Personal information
- Full name: Thomas Benjamin Huggins
- Born: 6 March 1983 (age 43) Peterborough, Cambridgeshire, England
- Batting: Right-handed
- Bowling: Right-arm off break

Domestic team information
- 2006–present: Suffolk
- 2003–2005: Northamptonshire
- 2001: Cambridgeshire

Career statistics
| Competition | FC | LA | T20 |
| Matches | 11 | 7 | 6 |
| Runs scored | 403 | 51 | 25 |
| Batting average | 26.86 | 8.50 | 25.00 |
| 100s/50s | –/2 | –/– | –/– |
| Top score | 82* | 16 | 19 |
| Balls bowled | – | – | 12 |
| Wickets | – | – | – |
| Bowling average | – | – | – |
| 5 wickets in innings | – | – | – |
| 10 wickets in match | – | – | – |
| Best bowling | – | – | – |
| Catches/stumpings | 4/– | –/– | 2/– |
- Source: Cricinfo, 29 September 2010

= Tom Huggins =

English cricketer

Thomas Benjamin Huggins (born 6 March 1983) is an English cricketer. Huggins is a right-handed batsman who bowls right-arm off break. He was born in Peterborough, Cambridgeshire and educated at Kimbolton School.

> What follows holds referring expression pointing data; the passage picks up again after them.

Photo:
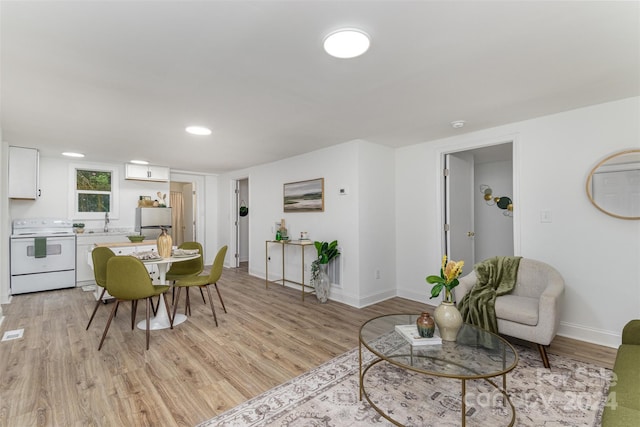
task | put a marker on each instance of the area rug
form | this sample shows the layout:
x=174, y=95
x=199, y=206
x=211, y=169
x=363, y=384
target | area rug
x=571, y=393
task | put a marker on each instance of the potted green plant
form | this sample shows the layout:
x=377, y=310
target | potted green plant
x=319, y=278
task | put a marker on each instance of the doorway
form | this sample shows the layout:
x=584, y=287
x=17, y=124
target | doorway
x=182, y=201
x=242, y=224
x=477, y=184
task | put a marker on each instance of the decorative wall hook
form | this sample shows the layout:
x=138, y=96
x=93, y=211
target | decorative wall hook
x=502, y=202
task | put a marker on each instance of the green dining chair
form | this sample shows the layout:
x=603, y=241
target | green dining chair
x=100, y=256
x=184, y=269
x=128, y=280
x=203, y=282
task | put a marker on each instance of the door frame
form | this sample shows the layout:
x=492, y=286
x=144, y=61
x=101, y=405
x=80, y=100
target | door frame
x=470, y=145
x=235, y=219
x=198, y=195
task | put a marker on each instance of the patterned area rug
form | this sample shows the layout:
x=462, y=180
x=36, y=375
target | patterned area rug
x=571, y=393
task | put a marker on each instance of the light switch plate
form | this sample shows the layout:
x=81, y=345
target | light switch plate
x=545, y=216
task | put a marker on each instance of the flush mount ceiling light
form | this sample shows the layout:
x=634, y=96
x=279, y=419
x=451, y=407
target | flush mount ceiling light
x=198, y=130
x=71, y=154
x=346, y=43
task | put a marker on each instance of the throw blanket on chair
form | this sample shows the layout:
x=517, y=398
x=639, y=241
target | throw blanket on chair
x=495, y=276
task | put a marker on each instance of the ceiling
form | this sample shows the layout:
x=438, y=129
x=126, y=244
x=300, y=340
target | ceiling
x=120, y=80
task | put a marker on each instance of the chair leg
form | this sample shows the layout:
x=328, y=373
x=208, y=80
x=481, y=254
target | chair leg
x=543, y=355
x=187, y=305
x=149, y=301
x=106, y=328
x=96, y=308
x=175, y=304
x=166, y=305
x=155, y=307
x=213, y=310
x=220, y=296
x=134, y=310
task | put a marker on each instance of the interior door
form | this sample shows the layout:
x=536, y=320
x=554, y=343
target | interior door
x=459, y=211
x=188, y=196
x=237, y=224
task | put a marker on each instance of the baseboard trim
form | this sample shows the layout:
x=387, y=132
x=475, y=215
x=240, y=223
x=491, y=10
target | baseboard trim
x=591, y=335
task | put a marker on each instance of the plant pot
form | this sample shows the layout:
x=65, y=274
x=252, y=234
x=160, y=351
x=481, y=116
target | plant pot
x=448, y=319
x=323, y=284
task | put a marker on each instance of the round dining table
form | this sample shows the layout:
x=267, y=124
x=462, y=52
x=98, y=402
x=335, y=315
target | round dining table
x=161, y=319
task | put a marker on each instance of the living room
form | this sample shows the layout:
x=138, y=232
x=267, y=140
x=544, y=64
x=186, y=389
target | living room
x=391, y=219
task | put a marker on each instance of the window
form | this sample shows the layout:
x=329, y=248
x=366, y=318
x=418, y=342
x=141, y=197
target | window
x=95, y=191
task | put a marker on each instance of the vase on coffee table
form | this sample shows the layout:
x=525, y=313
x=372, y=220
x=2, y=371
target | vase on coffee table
x=448, y=319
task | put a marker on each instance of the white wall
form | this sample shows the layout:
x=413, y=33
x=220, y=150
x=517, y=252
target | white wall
x=598, y=255
x=493, y=230
x=344, y=218
x=5, y=224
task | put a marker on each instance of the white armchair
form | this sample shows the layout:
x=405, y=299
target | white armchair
x=531, y=311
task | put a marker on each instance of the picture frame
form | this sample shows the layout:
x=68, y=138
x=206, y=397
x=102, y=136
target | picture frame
x=304, y=196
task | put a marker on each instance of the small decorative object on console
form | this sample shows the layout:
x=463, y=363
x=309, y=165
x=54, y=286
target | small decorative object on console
x=426, y=325
x=164, y=243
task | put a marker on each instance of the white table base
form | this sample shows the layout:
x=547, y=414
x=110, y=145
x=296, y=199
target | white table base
x=161, y=319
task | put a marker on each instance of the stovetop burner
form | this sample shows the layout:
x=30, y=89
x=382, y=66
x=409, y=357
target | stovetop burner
x=42, y=227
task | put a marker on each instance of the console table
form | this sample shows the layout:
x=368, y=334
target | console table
x=283, y=243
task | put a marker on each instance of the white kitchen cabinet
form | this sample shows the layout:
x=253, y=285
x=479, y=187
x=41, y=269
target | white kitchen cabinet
x=24, y=164
x=146, y=172
x=84, y=245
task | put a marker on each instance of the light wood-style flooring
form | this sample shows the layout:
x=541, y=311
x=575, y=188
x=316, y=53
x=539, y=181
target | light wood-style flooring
x=55, y=376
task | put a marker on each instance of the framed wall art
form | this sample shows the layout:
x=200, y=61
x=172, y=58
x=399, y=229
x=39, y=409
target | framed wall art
x=304, y=196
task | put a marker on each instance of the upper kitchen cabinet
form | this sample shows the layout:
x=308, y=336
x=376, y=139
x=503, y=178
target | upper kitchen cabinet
x=24, y=166
x=146, y=173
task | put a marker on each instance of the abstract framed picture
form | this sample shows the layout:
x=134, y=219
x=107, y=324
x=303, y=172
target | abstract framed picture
x=304, y=196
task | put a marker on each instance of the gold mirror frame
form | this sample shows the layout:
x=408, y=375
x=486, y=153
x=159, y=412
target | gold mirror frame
x=590, y=178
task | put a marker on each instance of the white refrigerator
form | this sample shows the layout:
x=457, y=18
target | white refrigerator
x=150, y=221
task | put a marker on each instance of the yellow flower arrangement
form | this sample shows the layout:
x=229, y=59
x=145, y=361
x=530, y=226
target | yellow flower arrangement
x=448, y=279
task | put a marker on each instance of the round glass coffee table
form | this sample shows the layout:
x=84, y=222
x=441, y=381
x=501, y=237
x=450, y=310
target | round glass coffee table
x=476, y=354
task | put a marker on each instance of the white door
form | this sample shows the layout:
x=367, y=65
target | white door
x=459, y=210
x=189, y=197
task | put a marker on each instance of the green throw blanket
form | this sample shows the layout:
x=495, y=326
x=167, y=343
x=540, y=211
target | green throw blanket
x=495, y=276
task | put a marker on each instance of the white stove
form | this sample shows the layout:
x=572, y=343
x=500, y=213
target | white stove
x=43, y=255
x=42, y=227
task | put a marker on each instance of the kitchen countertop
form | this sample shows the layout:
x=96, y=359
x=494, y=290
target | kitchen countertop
x=124, y=244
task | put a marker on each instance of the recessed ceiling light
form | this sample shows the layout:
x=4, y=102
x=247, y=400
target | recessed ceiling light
x=70, y=154
x=346, y=43
x=198, y=130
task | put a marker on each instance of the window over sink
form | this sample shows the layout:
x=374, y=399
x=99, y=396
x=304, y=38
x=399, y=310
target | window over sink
x=95, y=191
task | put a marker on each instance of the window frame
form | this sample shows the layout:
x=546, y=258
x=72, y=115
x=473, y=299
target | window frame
x=114, y=194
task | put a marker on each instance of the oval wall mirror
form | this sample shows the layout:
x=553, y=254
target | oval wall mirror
x=613, y=185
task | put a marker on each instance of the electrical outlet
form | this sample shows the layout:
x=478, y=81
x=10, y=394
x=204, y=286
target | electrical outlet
x=545, y=216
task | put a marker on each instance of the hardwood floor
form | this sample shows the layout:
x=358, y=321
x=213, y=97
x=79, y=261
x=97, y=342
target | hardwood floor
x=55, y=376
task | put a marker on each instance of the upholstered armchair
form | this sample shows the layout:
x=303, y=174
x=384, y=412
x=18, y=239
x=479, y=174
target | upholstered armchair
x=531, y=311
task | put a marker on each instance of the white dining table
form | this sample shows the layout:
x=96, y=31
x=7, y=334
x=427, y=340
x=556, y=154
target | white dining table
x=161, y=319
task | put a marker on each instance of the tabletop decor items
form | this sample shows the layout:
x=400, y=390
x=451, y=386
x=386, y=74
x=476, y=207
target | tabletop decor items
x=319, y=277
x=446, y=315
x=164, y=243
x=426, y=325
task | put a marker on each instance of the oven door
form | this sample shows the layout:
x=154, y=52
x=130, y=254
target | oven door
x=60, y=255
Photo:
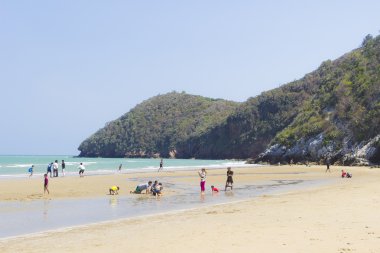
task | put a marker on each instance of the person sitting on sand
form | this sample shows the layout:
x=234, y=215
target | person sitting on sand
x=142, y=187
x=114, y=190
x=214, y=189
x=157, y=190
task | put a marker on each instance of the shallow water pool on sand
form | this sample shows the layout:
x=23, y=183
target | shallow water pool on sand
x=25, y=217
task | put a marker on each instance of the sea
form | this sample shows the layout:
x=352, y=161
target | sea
x=17, y=166
x=55, y=214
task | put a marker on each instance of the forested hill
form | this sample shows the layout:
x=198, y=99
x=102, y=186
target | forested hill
x=154, y=127
x=331, y=113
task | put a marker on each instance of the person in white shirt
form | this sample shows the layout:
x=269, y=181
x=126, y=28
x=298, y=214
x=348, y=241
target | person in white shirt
x=81, y=169
x=55, y=168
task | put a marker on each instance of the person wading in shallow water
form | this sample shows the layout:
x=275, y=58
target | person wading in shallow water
x=161, y=165
x=230, y=180
x=202, y=174
x=328, y=165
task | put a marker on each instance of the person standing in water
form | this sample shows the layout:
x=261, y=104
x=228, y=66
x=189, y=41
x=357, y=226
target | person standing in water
x=55, y=168
x=81, y=169
x=63, y=167
x=230, y=180
x=161, y=165
x=202, y=174
x=48, y=171
x=46, y=184
x=328, y=165
x=31, y=171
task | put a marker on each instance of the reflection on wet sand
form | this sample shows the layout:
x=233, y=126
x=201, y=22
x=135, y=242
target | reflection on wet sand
x=58, y=214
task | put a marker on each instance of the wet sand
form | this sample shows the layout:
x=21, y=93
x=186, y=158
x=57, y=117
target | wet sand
x=339, y=217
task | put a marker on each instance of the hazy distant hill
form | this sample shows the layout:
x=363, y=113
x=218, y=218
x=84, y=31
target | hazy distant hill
x=333, y=112
x=154, y=127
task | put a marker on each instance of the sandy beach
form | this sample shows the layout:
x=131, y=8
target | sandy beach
x=341, y=216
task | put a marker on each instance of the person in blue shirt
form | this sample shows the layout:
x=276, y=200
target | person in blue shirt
x=49, y=169
x=30, y=170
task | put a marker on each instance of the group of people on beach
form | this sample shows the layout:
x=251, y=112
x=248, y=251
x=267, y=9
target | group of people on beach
x=149, y=188
x=54, y=167
x=229, y=182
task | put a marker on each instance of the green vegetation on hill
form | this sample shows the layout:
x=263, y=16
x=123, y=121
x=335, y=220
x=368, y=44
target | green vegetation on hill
x=154, y=127
x=347, y=102
x=338, y=104
x=340, y=101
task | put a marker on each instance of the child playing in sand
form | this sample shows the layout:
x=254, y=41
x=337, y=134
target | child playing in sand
x=114, y=190
x=46, y=184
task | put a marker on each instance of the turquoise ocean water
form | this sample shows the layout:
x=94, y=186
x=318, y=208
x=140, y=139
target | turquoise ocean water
x=17, y=166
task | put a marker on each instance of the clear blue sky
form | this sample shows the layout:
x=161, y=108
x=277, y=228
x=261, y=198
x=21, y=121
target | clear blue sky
x=68, y=67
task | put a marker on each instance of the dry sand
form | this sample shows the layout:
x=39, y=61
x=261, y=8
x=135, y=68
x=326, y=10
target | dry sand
x=341, y=217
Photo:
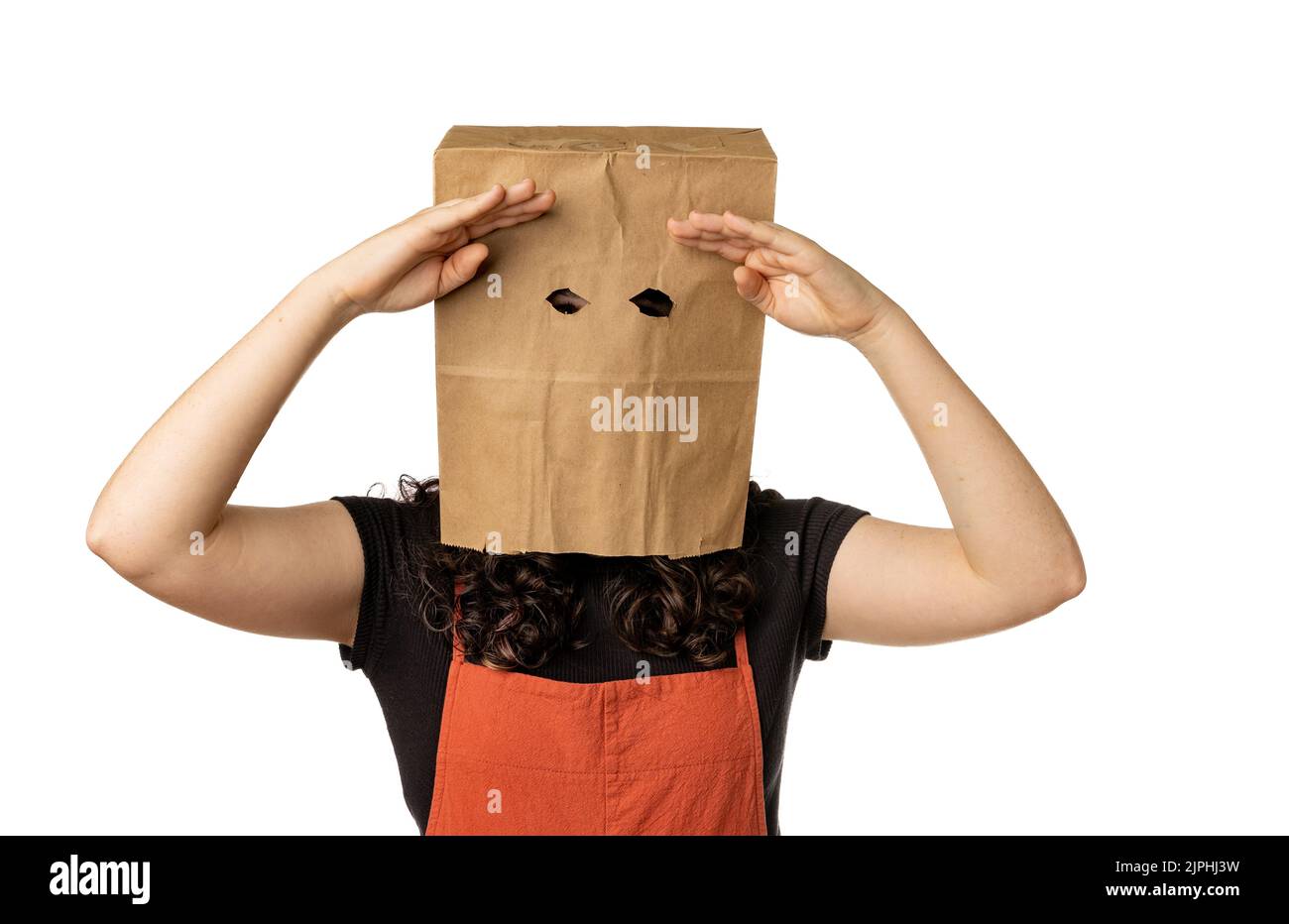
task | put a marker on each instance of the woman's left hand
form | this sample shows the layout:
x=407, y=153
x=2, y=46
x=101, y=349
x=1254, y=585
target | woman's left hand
x=785, y=275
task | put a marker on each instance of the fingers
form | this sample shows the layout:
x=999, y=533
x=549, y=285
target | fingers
x=475, y=215
x=748, y=233
x=460, y=267
x=691, y=236
x=755, y=289
x=508, y=215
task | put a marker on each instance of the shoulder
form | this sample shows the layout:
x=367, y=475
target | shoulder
x=409, y=520
x=793, y=524
x=793, y=544
x=395, y=533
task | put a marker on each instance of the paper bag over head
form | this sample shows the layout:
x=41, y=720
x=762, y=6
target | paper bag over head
x=597, y=381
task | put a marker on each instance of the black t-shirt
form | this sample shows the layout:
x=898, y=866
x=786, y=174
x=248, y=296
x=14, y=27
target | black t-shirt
x=408, y=662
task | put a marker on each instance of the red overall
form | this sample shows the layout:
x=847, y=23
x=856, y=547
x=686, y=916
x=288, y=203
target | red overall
x=523, y=754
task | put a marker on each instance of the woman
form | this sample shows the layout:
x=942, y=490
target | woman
x=566, y=693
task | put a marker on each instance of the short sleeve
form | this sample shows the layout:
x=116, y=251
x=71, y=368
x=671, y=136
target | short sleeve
x=806, y=535
x=390, y=532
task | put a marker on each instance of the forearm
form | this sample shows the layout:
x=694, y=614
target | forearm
x=180, y=474
x=1010, y=531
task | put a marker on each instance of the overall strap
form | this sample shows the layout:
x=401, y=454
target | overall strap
x=740, y=647
x=458, y=651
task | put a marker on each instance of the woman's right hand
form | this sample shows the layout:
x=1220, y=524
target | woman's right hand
x=429, y=254
x=164, y=520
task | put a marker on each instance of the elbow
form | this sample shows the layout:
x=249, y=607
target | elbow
x=112, y=544
x=1060, y=583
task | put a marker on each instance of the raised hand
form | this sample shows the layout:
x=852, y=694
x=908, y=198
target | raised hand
x=785, y=275
x=429, y=254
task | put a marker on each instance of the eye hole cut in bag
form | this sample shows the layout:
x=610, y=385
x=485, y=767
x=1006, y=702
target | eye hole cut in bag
x=652, y=303
x=566, y=300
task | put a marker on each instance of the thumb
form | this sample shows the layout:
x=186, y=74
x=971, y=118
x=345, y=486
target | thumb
x=460, y=267
x=753, y=288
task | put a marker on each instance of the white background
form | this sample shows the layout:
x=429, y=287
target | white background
x=1086, y=209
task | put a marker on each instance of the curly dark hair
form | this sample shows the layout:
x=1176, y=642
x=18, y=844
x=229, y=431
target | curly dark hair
x=517, y=611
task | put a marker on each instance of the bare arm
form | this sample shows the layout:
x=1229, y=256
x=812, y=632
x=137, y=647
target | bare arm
x=280, y=571
x=1009, y=555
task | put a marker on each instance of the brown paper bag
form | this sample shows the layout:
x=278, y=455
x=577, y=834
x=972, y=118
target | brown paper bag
x=597, y=382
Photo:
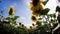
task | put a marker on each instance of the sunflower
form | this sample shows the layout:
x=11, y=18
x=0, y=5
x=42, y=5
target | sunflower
x=11, y=10
x=36, y=7
x=33, y=18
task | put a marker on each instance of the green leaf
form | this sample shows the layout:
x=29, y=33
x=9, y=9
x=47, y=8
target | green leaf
x=15, y=17
x=57, y=8
x=45, y=2
x=45, y=11
x=8, y=18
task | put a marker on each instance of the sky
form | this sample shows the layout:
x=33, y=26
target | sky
x=22, y=9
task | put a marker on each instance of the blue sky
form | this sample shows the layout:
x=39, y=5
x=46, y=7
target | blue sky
x=23, y=10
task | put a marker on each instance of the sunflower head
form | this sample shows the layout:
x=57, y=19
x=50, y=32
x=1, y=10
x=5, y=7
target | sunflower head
x=11, y=10
x=33, y=18
x=36, y=2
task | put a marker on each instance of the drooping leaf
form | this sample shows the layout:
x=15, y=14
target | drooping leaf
x=40, y=19
x=15, y=17
x=8, y=18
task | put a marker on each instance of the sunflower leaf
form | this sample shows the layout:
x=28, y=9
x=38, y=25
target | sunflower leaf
x=45, y=2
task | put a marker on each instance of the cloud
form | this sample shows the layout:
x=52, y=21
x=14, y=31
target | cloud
x=14, y=4
x=26, y=1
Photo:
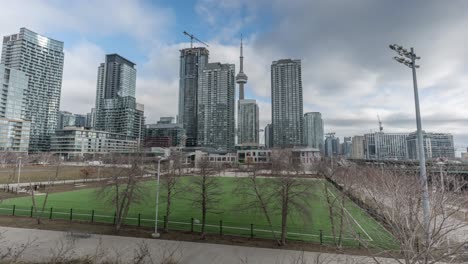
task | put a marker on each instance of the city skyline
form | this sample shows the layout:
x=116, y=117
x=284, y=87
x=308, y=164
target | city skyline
x=384, y=88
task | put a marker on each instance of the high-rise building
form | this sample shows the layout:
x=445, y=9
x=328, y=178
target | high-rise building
x=332, y=146
x=286, y=103
x=80, y=120
x=192, y=63
x=269, y=136
x=41, y=58
x=436, y=145
x=247, y=110
x=386, y=146
x=357, y=147
x=14, y=130
x=216, y=97
x=164, y=134
x=116, y=108
x=313, y=130
x=65, y=119
x=248, y=116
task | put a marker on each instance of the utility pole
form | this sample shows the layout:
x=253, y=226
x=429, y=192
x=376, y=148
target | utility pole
x=19, y=173
x=410, y=61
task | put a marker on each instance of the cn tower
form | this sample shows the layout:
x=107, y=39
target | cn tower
x=241, y=77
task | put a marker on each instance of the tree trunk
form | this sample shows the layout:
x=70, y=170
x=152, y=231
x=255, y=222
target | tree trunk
x=284, y=213
x=168, y=206
x=203, y=206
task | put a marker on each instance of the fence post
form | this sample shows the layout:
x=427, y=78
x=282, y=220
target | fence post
x=321, y=237
x=221, y=227
x=359, y=239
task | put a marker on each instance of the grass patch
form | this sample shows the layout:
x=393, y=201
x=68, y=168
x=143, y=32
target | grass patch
x=235, y=221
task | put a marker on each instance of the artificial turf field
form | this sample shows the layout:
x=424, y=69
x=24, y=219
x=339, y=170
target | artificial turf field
x=235, y=221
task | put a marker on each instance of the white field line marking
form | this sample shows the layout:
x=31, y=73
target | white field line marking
x=354, y=220
x=185, y=223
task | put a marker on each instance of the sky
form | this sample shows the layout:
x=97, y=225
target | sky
x=348, y=73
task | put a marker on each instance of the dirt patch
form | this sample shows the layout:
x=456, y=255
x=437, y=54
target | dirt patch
x=145, y=232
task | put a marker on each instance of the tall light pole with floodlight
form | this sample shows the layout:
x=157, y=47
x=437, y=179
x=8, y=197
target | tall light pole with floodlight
x=409, y=58
x=156, y=234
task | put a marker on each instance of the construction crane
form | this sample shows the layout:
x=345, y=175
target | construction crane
x=192, y=37
x=380, y=124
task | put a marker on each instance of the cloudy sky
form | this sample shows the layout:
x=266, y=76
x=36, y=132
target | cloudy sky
x=348, y=73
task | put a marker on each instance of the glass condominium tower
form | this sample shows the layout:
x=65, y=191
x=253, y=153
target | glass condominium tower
x=313, y=130
x=286, y=103
x=216, y=102
x=192, y=63
x=116, y=108
x=41, y=58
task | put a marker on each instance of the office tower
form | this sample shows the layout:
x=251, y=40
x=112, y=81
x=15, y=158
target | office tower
x=248, y=122
x=14, y=130
x=91, y=118
x=357, y=147
x=65, y=119
x=165, y=133
x=80, y=120
x=286, y=103
x=436, y=145
x=346, y=147
x=332, y=146
x=386, y=146
x=313, y=130
x=216, y=96
x=116, y=108
x=269, y=136
x=241, y=77
x=41, y=58
x=192, y=62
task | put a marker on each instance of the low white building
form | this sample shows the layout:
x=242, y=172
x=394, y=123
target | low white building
x=73, y=142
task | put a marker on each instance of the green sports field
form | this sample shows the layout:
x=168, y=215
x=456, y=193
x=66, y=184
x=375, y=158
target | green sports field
x=84, y=205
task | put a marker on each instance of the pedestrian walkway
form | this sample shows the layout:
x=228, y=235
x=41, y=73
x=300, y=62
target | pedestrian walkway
x=48, y=242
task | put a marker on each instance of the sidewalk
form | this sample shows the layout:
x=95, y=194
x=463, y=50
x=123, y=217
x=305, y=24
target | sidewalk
x=46, y=243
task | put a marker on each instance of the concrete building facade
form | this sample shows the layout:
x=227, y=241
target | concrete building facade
x=41, y=58
x=248, y=124
x=72, y=142
x=215, y=108
x=14, y=130
x=314, y=130
x=436, y=145
x=386, y=146
x=192, y=63
x=287, y=103
x=116, y=108
x=357, y=147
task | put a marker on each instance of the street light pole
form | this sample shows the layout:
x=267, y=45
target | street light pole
x=156, y=234
x=422, y=157
x=19, y=173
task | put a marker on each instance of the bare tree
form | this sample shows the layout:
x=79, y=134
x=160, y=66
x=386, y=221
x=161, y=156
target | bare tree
x=393, y=196
x=124, y=187
x=293, y=192
x=256, y=195
x=205, y=191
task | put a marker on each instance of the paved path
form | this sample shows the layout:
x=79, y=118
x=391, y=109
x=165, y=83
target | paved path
x=46, y=243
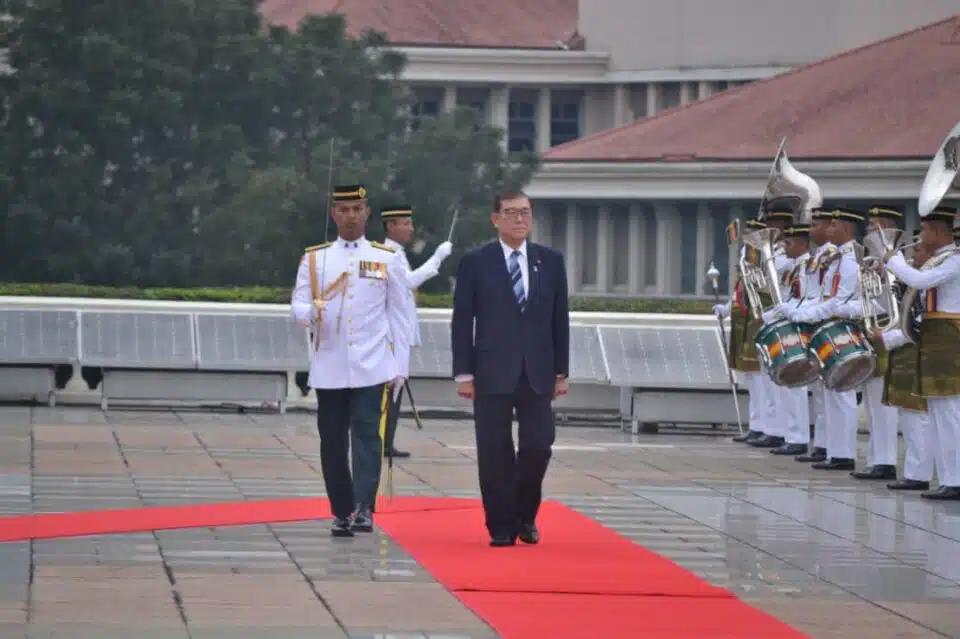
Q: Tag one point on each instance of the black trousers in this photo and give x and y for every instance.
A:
(511, 479)
(344, 414)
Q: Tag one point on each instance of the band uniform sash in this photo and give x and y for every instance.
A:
(899, 379)
(938, 357)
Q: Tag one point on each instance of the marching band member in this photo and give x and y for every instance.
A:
(911, 409)
(938, 374)
(793, 405)
(841, 299)
(882, 446)
(743, 353)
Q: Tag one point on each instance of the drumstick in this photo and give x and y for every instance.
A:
(713, 274)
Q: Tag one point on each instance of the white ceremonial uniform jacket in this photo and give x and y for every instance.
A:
(363, 334)
(941, 284)
(414, 279)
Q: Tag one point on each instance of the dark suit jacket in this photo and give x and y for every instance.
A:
(507, 342)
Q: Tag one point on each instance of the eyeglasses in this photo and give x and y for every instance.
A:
(520, 214)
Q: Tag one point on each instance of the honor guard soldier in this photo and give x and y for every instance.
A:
(882, 446)
(743, 353)
(938, 360)
(398, 227)
(840, 299)
(351, 294)
(912, 415)
(793, 406)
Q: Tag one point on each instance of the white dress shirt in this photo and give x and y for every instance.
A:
(524, 268)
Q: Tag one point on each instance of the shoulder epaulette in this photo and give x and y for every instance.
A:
(383, 247)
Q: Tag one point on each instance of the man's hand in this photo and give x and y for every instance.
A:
(466, 389)
(560, 387)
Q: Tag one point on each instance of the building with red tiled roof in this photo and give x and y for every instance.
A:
(865, 124)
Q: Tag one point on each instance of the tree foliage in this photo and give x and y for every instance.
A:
(185, 142)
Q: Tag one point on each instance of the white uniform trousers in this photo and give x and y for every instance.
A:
(819, 416)
(918, 459)
(793, 410)
(882, 448)
(840, 410)
(944, 414)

Huggins made his debut in List-A cricket for Cambridgeshire against the Warwickshire Cricket Board in the 2nd round of the 2002 Cheltenham & Gloucester Trophy which was played in 2001. He also played a single Minor Counties Championship match for the county against Staffordshire.

Huggins made his first-class debut for Northamptonshire against Cambridge University in 2003. His first-class debut for the county came in the 2004 County Championship against Lancashire. From 2003 to 2005, he represented the county in 11 first-class matches, the last of which came against the touring Bangladeshis. In his 11 first-class matches he scored 403 runs at a batting average of 26.86, with 2 half centuries and a high score of 82*. In the field he took 4 catches.

In 2004, he made his Northamptonshire List-A debut against the touring Essex in the totesport League. From 2004 to 2005, he represented the county in 6 List-A matches, the last of which came against Gloucestershire in the 2005 totesport League. In the 7 List-A matches he played, he scored 51 runs at an average of 8.50, with a high score of 16.

During the 2005 season he made his Twenty20 debut for the county against Gloucestershire in the 2005 Twenty20 Cup. During the 2005 Twenty20 Cup he played a further 5 Twenty20 matches, the last of which came against Warwickshire. In his 6 Twenty20 matches, he scored 25 runs at an average of 25.00, with a high score of 19. In the field he took 2 catches.

In 2006, he joined Suffolk, where he made his Minor Counties Championship debut for the county against Norfolk. From 2006 to present, he has represented the county in 28 Championship matches. He has also played MCCA Knockout Trophy matches for Suffolk. His debut in that competition for Suffolk came against Bedfordshire in the 2006 MCCA Knockout Trophy. From 2006 to present, he has represented the county in 19 Trophy matches.

He was appointed Essex Graham Gooch Academy Player's Pathway Manager in 2016.